Renee explains, “You have sort of a rotating door of people who all have opinions on what you recorded and suddenly this guy doesn't like this song, and you have to form stuff and, yeah, it's sort of one of those things. So it's nice for people to have that sort of creative control and sort of put out what I am inspired by, 100%. You just put out what your heart sort of loves just often.”
What she loves is that classic sound. She mixes a big band feel with country and Americana. It’s difficult to pinpoint but what really stood out to me immediately was her cover of the Sammi Smith song “Help My Make It Through the Night” written by the legendary Kris Kristofferson. The heartbreaking lyrics made it one of my favorites. Renee’s cover does it justice, her voice embodies the loneliness in the song. Her most recent release is a haunting version of Patsy Cline’s “I Fall to Pieces” and she definitely brings her own spin to the song.

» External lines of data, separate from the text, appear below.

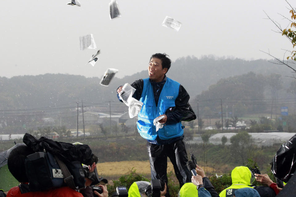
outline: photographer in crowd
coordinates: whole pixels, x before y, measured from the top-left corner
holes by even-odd
[[[262,187],[260,187],[260,186],[256,186],[254,187],[254,188],[258,191],[260,193],[262,193],[261,192],[261,190],[262,190],[262,189],[265,189],[263,192],[265,193],[268,193],[268,192],[271,193],[269,195],[269,196],[272,197],[272,196],[275,196],[276,195],[277,195],[280,191],[282,189],[282,188],[279,187],[276,183],[273,183],[273,181],[270,179],[268,175],[266,174],[261,175],[257,174],[255,174],[254,175],[256,177],[256,181],[269,187],[267,188],[266,188],[266,187],[264,187],[263,188],[261,188]],[[268,188],[271,188],[273,190],[275,195],[274,195],[275,194],[273,193],[273,192],[271,192],[270,191],[269,191],[271,190],[270,189],[268,189]]]
[[[232,196],[235,191],[239,189],[245,187],[253,189],[250,186],[251,184],[252,178],[252,173],[247,167],[235,167],[231,171],[232,184],[222,191],[219,195],[220,197]]]
[[[94,173],[95,169],[96,167],[97,167],[97,165],[95,162],[92,163],[91,167],[90,167],[90,166],[88,166],[88,168],[89,171],[89,174],[91,175],[90,176],[91,176],[92,173]],[[90,177],[89,178],[90,178]],[[91,186],[92,185],[92,183],[94,181],[91,178],[89,178],[88,177],[85,177],[85,188],[84,189],[81,190],[80,191],[80,192],[82,194],[83,196],[84,197],[94,197],[93,195],[94,194],[100,197],[108,197],[108,191],[107,190],[107,187],[105,184],[107,183],[105,182],[103,184],[99,185],[98,186],[98,187],[102,189],[102,193],[100,194],[97,191],[93,191],[92,187]],[[103,181],[101,182],[103,182]]]
[[[11,188],[8,191],[7,197],[83,197],[82,194],[68,187],[43,191],[30,191],[25,161],[27,156],[34,152],[27,146],[20,146],[11,151],[7,160],[8,169],[20,184],[18,186]]]
[[[210,193],[212,197],[219,197],[219,195],[218,195],[217,192],[215,190],[215,188],[211,183],[210,179],[209,179],[206,176],[204,171],[203,170],[203,169],[196,164],[195,171],[196,172],[196,174],[200,176],[202,178],[202,180],[201,184],[200,184],[201,186],[202,185],[203,187]],[[192,176],[191,177],[191,180],[192,183],[186,183],[182,186],[180,191],[179,192],[178,197],[197,196],[199,193],[198,191],[196,189],[196,186],[197,185],[194,185],[197,183],[196,180],[195,180],[195,182],[193,183],[193,180],[192,179],[193,177],[195,176]],[[195,178],[197,179],[197,178]],[[201,182],[199,182],[199,183],[200,183]],[[205,195],[205,194],[203,194],[203,195]]]
[[[129,189],[129,197],[146,197],[149,195],[149,189],[151,191],[150,183],[141,181],[134,182]],[[166,193],[166,185],[164,183],[164,189],[160,191],[161,197],[165,197]]]
[[[82,194],[69,187],[62,187],[44,191],[31,191],[29,187],[29,179],[26,174],[25,162],[27,156],[34,152],[27,146],[20,146],[11,151],[7,160],[8,169],[12,175],[20,183],[18,186],[11,188],[7,194],[7,197],[83,197]],[[94,170],[96,165],[93,164],[91,170]],[[86,179],[88,179],[87,178]],[[87,180],[87,179],[86,179]],[[87,182],[90,184],[92,181]],[[85,196],[93,196],[94,193],[99,197],[108,197],[108,192],[105,186],[99,186],[103,190],[103,193],[99,194],[95,191],[92,195]]]

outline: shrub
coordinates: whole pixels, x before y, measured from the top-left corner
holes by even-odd
[[[140,175],[136,173],[136,170],[134,170],[133,168],[129,172],[119,177],[118,181],[113,180],[113,185],[107,185],[109,196],[111,196],[111,194],[116,191],[116,187],[117,186],[124,186],[128,191],[129,188],[133,183],[140,181],[149,181],[149,180],[142,175]]]

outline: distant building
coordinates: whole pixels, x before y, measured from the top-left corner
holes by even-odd
[[[111,121],[118,123],[118,119],[122,114],[114,113],[111,115]],[[105,123],[110,121],[110,115],[109,114],[94,111],[85,111],[83,113],[84,122],[85,124],[97,124]],[[82,113],[79,115],[78,121],[80,124],[82,122]],[[108,123],[109,122],[108,122]]]

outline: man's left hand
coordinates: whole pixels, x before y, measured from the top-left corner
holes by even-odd
[[[162,114],[162,115],[161,115],[160,116],[159,116],[158,117],[157,117],[157,118],[158,118],[158,117],[160,117],[162,116],[164,116],[164,117],[162,119],[160,120],[159,121],[158,121],[158,122],[159,122],[159,123],[161,123],[162,124],[164,124],[166,122],[166,120],[167,119],[167,117],[166,117],[166,115],[165,114]]]

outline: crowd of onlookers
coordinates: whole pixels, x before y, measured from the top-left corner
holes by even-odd
[[[289,142],[288,143],[291,144],[291,142],[290,143]],[[283,145],[282,147],[284,149],[285,151],[292,150],[294,152],[295,151],[294,150],[292,150],[291,147],[288,148],[288,146]],[[282,152],[282,150],[281,151]],[[25,162],[28,155],[31,155],[35,152],[31,147],[26,145],[17,146],[10,152],[7,160],[8,169],[11,174],[20,183],[18,186],[11,188],[8,192],[4,192],[3,191],[0,191],[0,197],[108,196],[108,192],[106,186],[108,181],[101,177],[99,177],[100,178],[97,178],[96,180],[94,178],[94,176],[95,176],[95,174],[97,173],[96,170],[97,158],[96,160],[92,161],[92,161],[91,166],[89,165],[87,167],[88,169],[88,172],[86,174],[86,175],[84,176],[84,175],[85,180],[85,185],[83,188],[76,190],[68,185],[46,190],[31,191],[30,189],[30,181],[27,173],[26,173]],[[277,159],[278,160],[280,159],[281,162],[283,160],[290,162],[290,159],[291,158],[290,158],[279,157]],[[274,163],[276,162],[275,160],[275,159],[274,160]],[[294,162],[293,158],[292,160],[293,160],[293,162]],[[292,163],[292,166],[290,169],[287,169],[290,171],[285,177],[286,179],[287,177],[289,177],[290,178],[294,174],[294,172],[291,171],[292,167],[294,168],[293,166],[293,164],[294,163]],[[276,164],[274,163],[273,165]],[[294,168],[293,169],[294,169]],[[194,170],[194,169],[192,170]],[[285,184],[282,184],[282,182],[277,184],[273,183],[266,174],[258,174],[256,173],[254,169],[249,169],[245,166],[238,166],[235,167],[231,172],[232,184],[218,194],[210,179],[205,176],[203,169],[196,165],[195,171],[196,172],[196,175],[192,176],[191,183],[187,183],[182,186],[179,192],[178,197],[273,197],[278,194],[283,189],[283,186],[285,185]],[[192,173],[195,174],[194,172],[193,172]],[[274,175],[276,177],[276,175]],[[161,182],[160,181],[159,181],[160,183]],[[42,181],[42,180],[39,181]],[[262,185],[254,186],[252,185],[255,181],[260,183]],[[130,188],[128,188],[128,190],[126,190],[125,194],[124,192],[121,194],[120,191],[119,191],[122,188],[118,189],[117,188],[117,191],[112,194],[111,196],[112,197],[127,196],[165,197],[167,191],[166,184],[162,183],[161,189],[159,187],[158,191],[155,189],[157,187],[155,183],[152,184],[152,180],[151,183],[143,181],[135,182]],[[96,187],[94,187],[95,183]],[[296,195],[295,194],[294,195],[296,196]],[[109,195],[109,196],[110,195]]]

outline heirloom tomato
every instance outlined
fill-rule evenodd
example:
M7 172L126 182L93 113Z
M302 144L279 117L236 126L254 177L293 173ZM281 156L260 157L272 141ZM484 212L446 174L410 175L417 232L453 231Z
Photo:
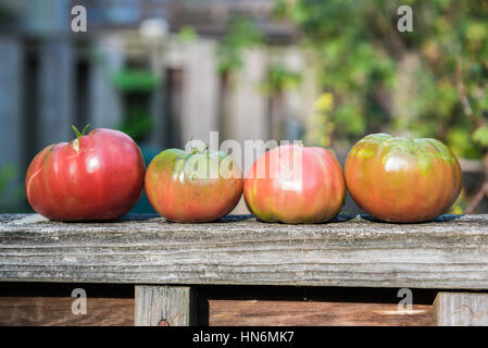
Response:
M264 222L325 222L345 202L342 167L326 149L280 146L254 162L243 196L249 210Z
M210 222L236 208L242 174L227 152L168 149L149 164L146 194L166 220Z
M32 161L25 178L30 206L40 215L59 221L124 215L143 188L139 147L118 130L75 132L76 139L48 146Z
M441 141L383 133L352 147L345 176L358 206L388 222L422 222L447 212L462 184L460 164Z

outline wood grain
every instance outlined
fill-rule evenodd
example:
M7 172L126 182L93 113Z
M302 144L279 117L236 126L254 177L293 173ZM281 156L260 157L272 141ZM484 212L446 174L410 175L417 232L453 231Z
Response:
M0 325L132 326L134 299L88 298L87 313L72 312L71 297L0 297Z
M429 326L433 307L414 304L399 312L397 304L304 301L210 300L210 326Z
M136 326L192 325L195 304L188 286L136 286Z
M316 225L0 215L0 281L487 289L488 215Z
M488 294L439 293L434 316L438 326L488 326Z

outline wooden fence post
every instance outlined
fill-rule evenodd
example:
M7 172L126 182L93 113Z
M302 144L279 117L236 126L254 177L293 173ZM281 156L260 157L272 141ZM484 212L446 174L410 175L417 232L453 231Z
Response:
M437 294L434 322L438 326L487 326L488 294Z
M136 326L196 324L196 291L188 286L136 286Z

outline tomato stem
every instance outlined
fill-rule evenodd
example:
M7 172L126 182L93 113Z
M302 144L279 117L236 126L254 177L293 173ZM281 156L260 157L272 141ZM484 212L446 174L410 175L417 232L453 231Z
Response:
M80 137L83 137L83 136L85 135L85 133L88 130L88 128L89 128L90 125L91 125L91 124L88 123L88 124L85 126L85 128L83 128L83 132L82 132L82 133L79 133L78 128L76 128L73 124L72 124L71 126L72 126L73 130L75 132L76 137L79 139Z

“Patsy did it so great, there's no way you could make it better singing in that style. That's always sort of what I think of think of when I'm doing a cover because it's usually a song that means so much to me. And that was one of those tunes where it's like let's do something totally different and let's make it sort of dark and yeah, it's pretty cool. I'm pretty proud of it.”
While she leans to songs about heartbreak and loneliness, her real life is quite the opposite. She met her husband through music.
“They put together this super talented young band for me and he was my keyboard player on the road so I've known him since I was 14. We started dating when I was 19 and it's going to be our tenth anniversary this year. We work on stuff together, which is awesome, and he was responsible for putting together that arrangement and sort of producing when we come up with a vision. I'm like, ‘Ah, I really want to do this song,’ and I'm like, ‘I want to do it this way.’ And we try to make it work. It's so cool having access to a studio and a dope guy to work for free,” she laughs.
One of the biggest challenges she faced was when she was at a big label and they kept wanting to change her image but she held her ground and knew who she was as an artist. She thanks her fanbase for their constant support.
She says, “I think that I've been very lucky to have an amazing fan base that has really followed my vision and ultimately you have to sort of make a decision and say ‘hey, this is who I am.’ You've just go to go with what you are and staying with that. I think that that's a model for success because there's always niche. You are a niche no matter what you write and just finding your tribe and finding people who respond to what you're creating I think is the key.”
Renee feels like the amount of talented musicians keeps her motivated. Especially now in the age of Spotify, it can seem like there’s more artists than ever. Renee says, “I think that more competition and more great content just makes us better artists and pushes us to put out more content and create better content and create a better product. So I'm all for sort of supporting and just lifting other people that are within the industry.”
The idea that women are competing against each other is so old, women are supporting each other more than ever now.
She adds, “I think that model is changing and as we move forward I'm seeing that ultimately the more that we lift each other up and inspire one another and give each strength, the more that's reciprocated from other women and the stronger we become as a community regardless of what our industry is.”